Les enjeux de la Loi CHIPS et l’avenir des semi-conducteurs
La Loi CHIPS adoptée en juillet 2022 par le gouvernement de Joe Biden se trouve aujourd’hui au cœur de débats animés, notamment avec le retour politique de Donald Trump. Ce dernier a clairement exprimé son mécontentement concernant cette loi, qu’il perçoit comme un programme inefficace et coûteux. Les promesses faites pendant sa campagne, telles que l’imposition de tarifs douaniers sur les produits étrangers, visent à ramener la fabrication de puces aux États-Unis.
Trump a affirmé dans une déclaration récente : “Nous allons imposer des arnaques à la production étrangère de puces informatiques, semiconducteurs et produits pharmaceutiques.” Ses critiques se concentrent également sur l’allocation des fonds, qu’il juge mal orientée, et sur le fait que le véritable bénéfice de la loi ne parviendra pas à l’industrie nationale.

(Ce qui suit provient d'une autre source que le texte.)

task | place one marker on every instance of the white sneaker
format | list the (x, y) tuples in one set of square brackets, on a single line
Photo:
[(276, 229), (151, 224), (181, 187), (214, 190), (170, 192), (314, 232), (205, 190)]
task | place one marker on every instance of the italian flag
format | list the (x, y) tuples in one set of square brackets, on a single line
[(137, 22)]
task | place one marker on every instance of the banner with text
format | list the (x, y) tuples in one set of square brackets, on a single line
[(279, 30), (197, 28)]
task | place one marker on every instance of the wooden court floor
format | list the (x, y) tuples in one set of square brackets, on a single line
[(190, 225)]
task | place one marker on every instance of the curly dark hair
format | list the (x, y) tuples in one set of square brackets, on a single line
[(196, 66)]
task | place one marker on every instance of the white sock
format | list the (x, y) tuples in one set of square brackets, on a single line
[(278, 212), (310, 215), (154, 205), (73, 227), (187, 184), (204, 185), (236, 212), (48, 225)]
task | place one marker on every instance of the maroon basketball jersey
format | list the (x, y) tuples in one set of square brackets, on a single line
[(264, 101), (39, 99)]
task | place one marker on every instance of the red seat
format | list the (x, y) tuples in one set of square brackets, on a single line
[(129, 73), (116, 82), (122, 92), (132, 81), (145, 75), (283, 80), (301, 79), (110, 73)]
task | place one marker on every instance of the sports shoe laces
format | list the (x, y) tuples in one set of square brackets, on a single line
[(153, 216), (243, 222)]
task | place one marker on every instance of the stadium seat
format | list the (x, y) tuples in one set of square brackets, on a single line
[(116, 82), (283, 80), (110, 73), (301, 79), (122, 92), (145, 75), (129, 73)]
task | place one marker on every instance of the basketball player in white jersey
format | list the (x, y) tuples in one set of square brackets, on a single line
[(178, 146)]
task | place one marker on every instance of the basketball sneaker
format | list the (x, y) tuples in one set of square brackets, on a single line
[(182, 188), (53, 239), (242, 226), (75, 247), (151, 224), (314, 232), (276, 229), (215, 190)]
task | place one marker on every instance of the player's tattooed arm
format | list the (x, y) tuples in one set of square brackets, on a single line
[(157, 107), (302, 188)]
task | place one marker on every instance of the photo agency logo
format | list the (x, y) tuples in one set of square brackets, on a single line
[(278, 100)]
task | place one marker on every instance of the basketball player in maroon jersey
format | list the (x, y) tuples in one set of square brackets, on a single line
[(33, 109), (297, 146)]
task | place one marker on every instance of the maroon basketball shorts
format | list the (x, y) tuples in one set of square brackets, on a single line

Un transfert de fonds au sein du Département de Commerce
Le Département de Commerce, dirigé par le controversé Howard Lutnick, a déjà entamé le processus de réaffectation des fonds initialement destinés à la Loi CHIPS. Entre autres mesures, il a été annoncé que 2 milliards de dollars seraient redirigés vers des projets concernés par l’extraction et le traitement de minéraux critiques. Cette stratégie s’explique par la nécessité de réduire la dépendance des États-Unis vis-à-vis des ressources contrôlées par la Chine, cruciales pour de nombreuses industries, notamment celles des semi-conducteurs et des batteries.
En outre, le gouvernement a saisi un montant colossal de 7,4 milliards de dollars géré par le Centre National pour l’Avancement de la Technologie de Semiconducteurs (NATCAST). Le Département justifie cette action par une prétendue tentative du gouvernement précédent de contourner les restrictions légales qui empêchent la création de corporations par les agences. Selon Lutnick, NATCAST aurait agi comme un fonds de corruption, profitant à certaines personnes proches de l’administration Biden, plutôt qu’à l’innovation dans le domaine des puces.

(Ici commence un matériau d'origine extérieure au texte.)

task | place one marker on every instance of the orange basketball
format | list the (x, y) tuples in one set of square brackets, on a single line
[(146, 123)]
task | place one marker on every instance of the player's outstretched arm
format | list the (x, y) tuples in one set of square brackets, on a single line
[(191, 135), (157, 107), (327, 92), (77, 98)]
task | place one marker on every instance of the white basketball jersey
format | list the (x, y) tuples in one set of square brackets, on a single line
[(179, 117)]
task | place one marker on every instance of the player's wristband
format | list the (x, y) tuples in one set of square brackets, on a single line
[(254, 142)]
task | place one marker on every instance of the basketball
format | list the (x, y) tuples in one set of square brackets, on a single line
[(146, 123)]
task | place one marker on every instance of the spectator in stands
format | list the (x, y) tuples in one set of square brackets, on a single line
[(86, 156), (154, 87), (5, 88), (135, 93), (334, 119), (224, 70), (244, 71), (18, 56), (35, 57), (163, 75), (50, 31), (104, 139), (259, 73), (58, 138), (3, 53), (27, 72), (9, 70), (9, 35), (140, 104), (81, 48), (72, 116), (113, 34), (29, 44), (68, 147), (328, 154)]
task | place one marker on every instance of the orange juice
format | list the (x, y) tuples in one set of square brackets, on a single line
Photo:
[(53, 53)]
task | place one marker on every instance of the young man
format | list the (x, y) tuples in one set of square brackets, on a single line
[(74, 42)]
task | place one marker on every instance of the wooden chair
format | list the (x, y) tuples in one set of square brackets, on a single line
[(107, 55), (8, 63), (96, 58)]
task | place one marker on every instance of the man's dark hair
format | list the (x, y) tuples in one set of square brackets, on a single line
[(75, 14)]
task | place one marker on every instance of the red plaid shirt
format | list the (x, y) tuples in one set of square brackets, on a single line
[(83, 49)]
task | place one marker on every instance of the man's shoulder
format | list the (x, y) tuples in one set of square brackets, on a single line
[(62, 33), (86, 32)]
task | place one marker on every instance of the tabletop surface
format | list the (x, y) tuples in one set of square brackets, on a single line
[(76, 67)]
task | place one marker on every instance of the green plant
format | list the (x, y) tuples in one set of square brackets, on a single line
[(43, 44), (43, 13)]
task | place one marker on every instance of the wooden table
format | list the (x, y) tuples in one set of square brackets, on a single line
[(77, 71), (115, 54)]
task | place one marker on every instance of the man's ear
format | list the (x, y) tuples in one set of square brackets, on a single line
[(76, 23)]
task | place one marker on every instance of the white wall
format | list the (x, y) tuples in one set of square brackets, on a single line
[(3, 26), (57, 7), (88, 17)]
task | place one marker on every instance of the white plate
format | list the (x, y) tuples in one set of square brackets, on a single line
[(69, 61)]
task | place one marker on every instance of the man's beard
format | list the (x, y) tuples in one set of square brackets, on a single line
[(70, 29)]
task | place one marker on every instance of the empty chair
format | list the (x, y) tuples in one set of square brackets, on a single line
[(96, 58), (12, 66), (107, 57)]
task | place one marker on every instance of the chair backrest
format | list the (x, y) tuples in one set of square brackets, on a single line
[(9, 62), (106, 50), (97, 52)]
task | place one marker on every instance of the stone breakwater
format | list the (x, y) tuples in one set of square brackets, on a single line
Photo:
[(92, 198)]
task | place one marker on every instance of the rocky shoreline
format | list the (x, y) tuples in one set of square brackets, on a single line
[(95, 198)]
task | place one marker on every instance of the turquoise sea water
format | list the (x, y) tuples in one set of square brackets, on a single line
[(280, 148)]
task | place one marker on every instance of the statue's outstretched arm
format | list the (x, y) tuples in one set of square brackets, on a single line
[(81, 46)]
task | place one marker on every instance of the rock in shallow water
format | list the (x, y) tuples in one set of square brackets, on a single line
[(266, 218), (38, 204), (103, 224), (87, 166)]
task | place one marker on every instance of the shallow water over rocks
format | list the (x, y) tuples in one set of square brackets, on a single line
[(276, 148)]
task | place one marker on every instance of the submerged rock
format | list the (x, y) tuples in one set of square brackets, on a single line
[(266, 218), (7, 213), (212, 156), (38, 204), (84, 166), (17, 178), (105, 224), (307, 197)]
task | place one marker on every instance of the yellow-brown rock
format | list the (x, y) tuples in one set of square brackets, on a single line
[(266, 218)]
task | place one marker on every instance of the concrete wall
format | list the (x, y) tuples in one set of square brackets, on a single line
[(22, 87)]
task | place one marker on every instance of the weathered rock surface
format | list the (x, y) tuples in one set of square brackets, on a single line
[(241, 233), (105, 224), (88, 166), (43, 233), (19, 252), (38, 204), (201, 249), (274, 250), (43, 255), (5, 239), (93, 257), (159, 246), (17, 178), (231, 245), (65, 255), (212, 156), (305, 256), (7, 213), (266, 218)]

Impact sur l’industrie mondiale des semi-conducteurs
La décision de saisir ces fonds pourrait avoir des conséquences qui vont bien au-delà des frontières américaines. Étant donné que les États-Unis ont joué un rôle clé dans le développement de l’innovation industrielle dans ce secteur, ce coup de frein aux financements affectera assurément la recherche globale sur les semi-conducteurs.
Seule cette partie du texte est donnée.